All blades go into the table now, it is just a matter of getting them to drop a lot faster than if you manually lower the blade, which it seems they have.


----------



## bauerbach (Mar 25, 2012)

yeah, but this is a completely different mechanism. Assuming most raise or lower on some sort of gear or screw, they have to be dropping the blade through a different method.


----------



## ryan50hrl (Jun 30, 2012)

The sawstop retracts the blade as well....so this isn't anything new.


----------



## Kirby Hidy (Apr 3, 2012)

As I recall, the Sawstop technology was offered to every table saw manufacturer here and abroad and it was turned down. I think in part, the Deltas, PMs, Generals etc were not convinced the market would pay that much more for this new safety feature. I also think, in part, manufacturers feared incorporating or making such technology optional was tacit admission that their equipment wasn't safe. In my opinion, the biggest mistake SS made was going to Washington in an attempt to have the legislature or whatever governing body, make inclusion of the technology mandatory. Most people don't like being told they HAVE to do or buy or incorporate anything. Consider how long it took seat belts to be accepted even after the law that you had to wear them was passed. 

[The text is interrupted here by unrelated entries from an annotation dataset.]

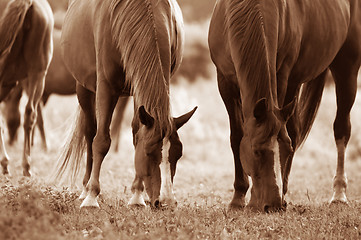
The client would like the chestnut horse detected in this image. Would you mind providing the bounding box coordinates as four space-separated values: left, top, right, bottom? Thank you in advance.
208 0 361 211
0 0 54 176
58 0 195 207
2 28 129 151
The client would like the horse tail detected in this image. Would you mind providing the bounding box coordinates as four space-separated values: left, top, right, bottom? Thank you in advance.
110 0 176 135
0 0 33 56
52 107 86 184
296 72 326 148
225 0 275 101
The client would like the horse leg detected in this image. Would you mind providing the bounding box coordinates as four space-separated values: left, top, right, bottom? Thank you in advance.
110 97 129 152
330 57 360 203
128 174 146 206
32 101 48 151
22 71 46 176
0 121 10 175
217 71 249 208
4 84 23 145
76 84 96 200
80 77 119 207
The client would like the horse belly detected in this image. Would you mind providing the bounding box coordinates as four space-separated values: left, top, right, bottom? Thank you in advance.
61 1 96 92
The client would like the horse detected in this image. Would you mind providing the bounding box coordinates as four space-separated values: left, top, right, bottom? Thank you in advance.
208 0 361 212
2 17 129 151
56 0 196 208
0 0 54 176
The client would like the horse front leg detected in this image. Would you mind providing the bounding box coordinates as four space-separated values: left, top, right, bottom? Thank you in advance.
80 77 118 208
22 71 46 177
0 121 9 175
330 53 360 203
110 97 130 152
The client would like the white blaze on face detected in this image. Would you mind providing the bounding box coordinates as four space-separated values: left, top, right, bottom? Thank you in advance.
160 139 176 204
273 140 283 199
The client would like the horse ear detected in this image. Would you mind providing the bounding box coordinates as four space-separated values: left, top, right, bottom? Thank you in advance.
281 98 297 122
173 107 198 130
253 98 268 123
138 106 154 128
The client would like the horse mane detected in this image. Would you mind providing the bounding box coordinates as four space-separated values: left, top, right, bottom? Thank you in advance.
110 0 172 136
226 0 276 108
0 0 33 56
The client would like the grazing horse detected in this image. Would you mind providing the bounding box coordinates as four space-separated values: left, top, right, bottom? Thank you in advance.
58 0 196 207
0 0 54 176
208 0 361 212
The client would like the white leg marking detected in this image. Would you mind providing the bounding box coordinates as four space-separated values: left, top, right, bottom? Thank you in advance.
159 139 177 205
273 140 283 200
330 138 348 203
128 190 145 206
0 119 10 174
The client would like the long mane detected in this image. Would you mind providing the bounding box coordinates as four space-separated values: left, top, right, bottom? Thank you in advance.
226 0 275 109
111 0 172 135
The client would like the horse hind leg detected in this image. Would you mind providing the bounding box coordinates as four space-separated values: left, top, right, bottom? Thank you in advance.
22 71 46 177
330 52 360 203
77 85 96 200
0 122 9 175
217 71 249 208
110 97 129 152
81 77 119 207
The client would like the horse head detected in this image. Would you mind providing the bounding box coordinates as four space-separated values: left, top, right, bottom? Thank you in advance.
133 106 197 207
240 98 296 212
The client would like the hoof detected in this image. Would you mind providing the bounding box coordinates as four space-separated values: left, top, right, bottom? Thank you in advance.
80 195 99 209
330 192 348 204
159 198 178 208
128 191 146 207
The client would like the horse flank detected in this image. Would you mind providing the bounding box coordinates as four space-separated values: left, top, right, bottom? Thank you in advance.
111 0 172 136
0 0 33 56
226 0 276 107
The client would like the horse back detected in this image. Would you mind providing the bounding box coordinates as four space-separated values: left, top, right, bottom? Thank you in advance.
61 0 96 92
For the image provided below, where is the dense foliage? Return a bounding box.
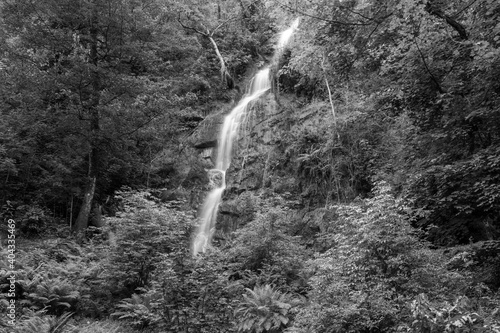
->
[0,0,500,333]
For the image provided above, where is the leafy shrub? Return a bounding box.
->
[294,182,465,332]
[107,191,192,296]
[28,278,80,315]
[112,293,161,329]
[228,205,307,288]
[18,311,73,333]
[411,294,500,333]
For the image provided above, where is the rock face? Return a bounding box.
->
[189,92,316,234]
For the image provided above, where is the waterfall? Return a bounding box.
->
[192,19,299,255]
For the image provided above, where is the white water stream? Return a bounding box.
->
[192,19,299,255]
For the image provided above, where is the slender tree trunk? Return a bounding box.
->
[73,2,100,232]
[207,35,234,89]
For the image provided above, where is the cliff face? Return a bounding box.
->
[190,92,331,238]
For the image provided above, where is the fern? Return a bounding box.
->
[235,285,296,333]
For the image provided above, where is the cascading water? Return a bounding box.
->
[192,19,299,255]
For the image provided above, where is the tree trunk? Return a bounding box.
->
[73,2,100,232]
[425,1,468,40]
[73,177,96,232]
[207,35,234,89]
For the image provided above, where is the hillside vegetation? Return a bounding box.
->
[0,0,500,333]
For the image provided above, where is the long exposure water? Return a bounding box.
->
[192,19,299,255]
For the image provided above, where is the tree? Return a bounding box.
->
[0,0,207,230]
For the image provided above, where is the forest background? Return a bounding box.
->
[0,0,500,333]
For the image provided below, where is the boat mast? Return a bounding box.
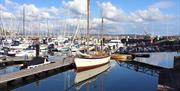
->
[23,6,26,37]
[101,15,104,51]
[87,0,90,50]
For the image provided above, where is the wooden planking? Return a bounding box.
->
[0,57,33,63]
[0,60,73,83]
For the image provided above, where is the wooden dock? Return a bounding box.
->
[0,58,73,84]
[0,57,33,63]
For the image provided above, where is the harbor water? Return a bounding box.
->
[0,52,180,91]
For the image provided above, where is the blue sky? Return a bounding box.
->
[0,0,180,35]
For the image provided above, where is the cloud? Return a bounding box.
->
[131,7,172,22]
[1,11,15,18]
[150,1,175,8]
[63,0,87,15]
[98,2,128,21]
[0,4,7,11]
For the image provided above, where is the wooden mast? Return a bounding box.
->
[22,6,26,38]
[101,15,104,51]
[87,0,90,50]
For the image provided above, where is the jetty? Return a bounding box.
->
[0,58,73,84]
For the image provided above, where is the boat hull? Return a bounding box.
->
[74,64,110,90]
[74,56,110,72]
[111,54,133,61]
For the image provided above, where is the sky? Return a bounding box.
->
[0,0,180,35]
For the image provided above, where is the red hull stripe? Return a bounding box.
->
[76,61,109,72]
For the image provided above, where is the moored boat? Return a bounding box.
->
[74,0,110,71]
[111,54,134,61]
[74,64,110,89]
[74,53,110,72]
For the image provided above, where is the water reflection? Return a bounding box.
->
[0,65,21,75]
[74,64,110,90]
[135,52,180,68]
[0,53,177,91]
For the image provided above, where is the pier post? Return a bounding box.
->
[35,39,40,57]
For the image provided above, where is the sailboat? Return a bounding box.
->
[74,0,110,72]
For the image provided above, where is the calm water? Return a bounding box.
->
[0,53,179,91]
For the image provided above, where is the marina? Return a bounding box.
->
[0,0,180,91]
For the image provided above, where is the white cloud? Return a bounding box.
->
[1,11,15,18]
[98,2,128,21]
[0,4,6,10]
[131,8,172,22]
[150,1,175,8]
[63,0,87,15]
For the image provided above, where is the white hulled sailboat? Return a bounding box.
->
[74,0,110,71]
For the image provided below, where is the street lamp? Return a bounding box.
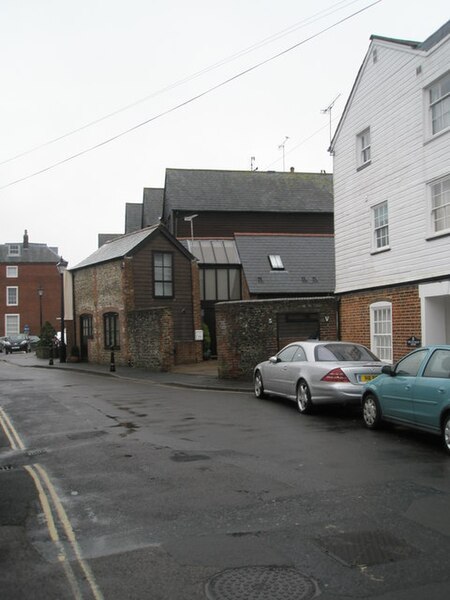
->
[56,256,69,362]
[38,287,44,335]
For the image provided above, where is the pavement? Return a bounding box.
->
[0,352,253,393]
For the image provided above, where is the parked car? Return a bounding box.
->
[2,333,39,354]
[253,341,383,413]
[362,346,450,454]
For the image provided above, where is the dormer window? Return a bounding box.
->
[269,254,284,271]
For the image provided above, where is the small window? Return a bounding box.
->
[428,73,450,135]
[395,349,428,377]
[8,244,20,256]
[372,202,389,250]
[430,176,450,233]
[269,254,284,271]
[153,252,173,298]
[356,127,371,167]
[6,286,19,306]
[103,313,120,350]
[6,267,19,278]
[370,302,392,362]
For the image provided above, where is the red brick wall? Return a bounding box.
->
[340,285,422,362]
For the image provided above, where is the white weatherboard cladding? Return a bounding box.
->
[334,38,450,292]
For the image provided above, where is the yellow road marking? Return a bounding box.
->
[0,407,103,600]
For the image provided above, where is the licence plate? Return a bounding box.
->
[358,373,378,383]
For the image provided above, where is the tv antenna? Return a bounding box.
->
[320,94,341,146]
[278,135,289,171]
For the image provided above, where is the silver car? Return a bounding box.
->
[253,341,383,414]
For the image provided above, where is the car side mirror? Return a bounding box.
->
[381,365,395,377]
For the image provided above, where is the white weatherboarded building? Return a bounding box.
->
[331,21,450,360]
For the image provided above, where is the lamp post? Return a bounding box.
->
[56,256,69,363]
[38,286,44,335]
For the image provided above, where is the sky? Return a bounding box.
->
[0,0,450,268]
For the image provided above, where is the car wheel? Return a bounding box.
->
[442,413,450,454]
[255,371,265,398]
[363,394,381,429]
[297,380,313,415]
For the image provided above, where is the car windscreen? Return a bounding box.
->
[314,344,379,362]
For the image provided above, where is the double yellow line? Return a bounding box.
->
[0,407,103,600]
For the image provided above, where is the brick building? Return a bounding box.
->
[0,230,61,336]
[70,225,202,370]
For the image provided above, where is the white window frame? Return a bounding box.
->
[427,175,450,236]
[370,302,393,362]
[426,71,450,136]
[8,244,20,256]
[6,285,19,306]
[356,127,372,169]
[5,314,20,336]
[6,265,19,279]
[371,200,390,252]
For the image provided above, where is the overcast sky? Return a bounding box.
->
[0,0,450,267]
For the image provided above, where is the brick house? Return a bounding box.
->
[70,224,202,370]
[330,21,450,361]
[0,230,61,336]
[119,169,335,354]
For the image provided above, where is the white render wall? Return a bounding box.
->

I don't own a SS but hope to one day. At my age I consider it a "paid up insurance policy" so I tend to welcome any competition that lowers price and/or improves the technology on something as proven as Sawstop.


----------



## FrankC (Aug 24, 2012)

bauerbach said:


> yeah, but this is a completely different mechanism. Assuming most raise or lower on some sort of gear or screw, they have to be dropping the blade through a different method.


Well another example would be a wood vise, it is operated with a screw yet there is a quick release to move them in or out manually.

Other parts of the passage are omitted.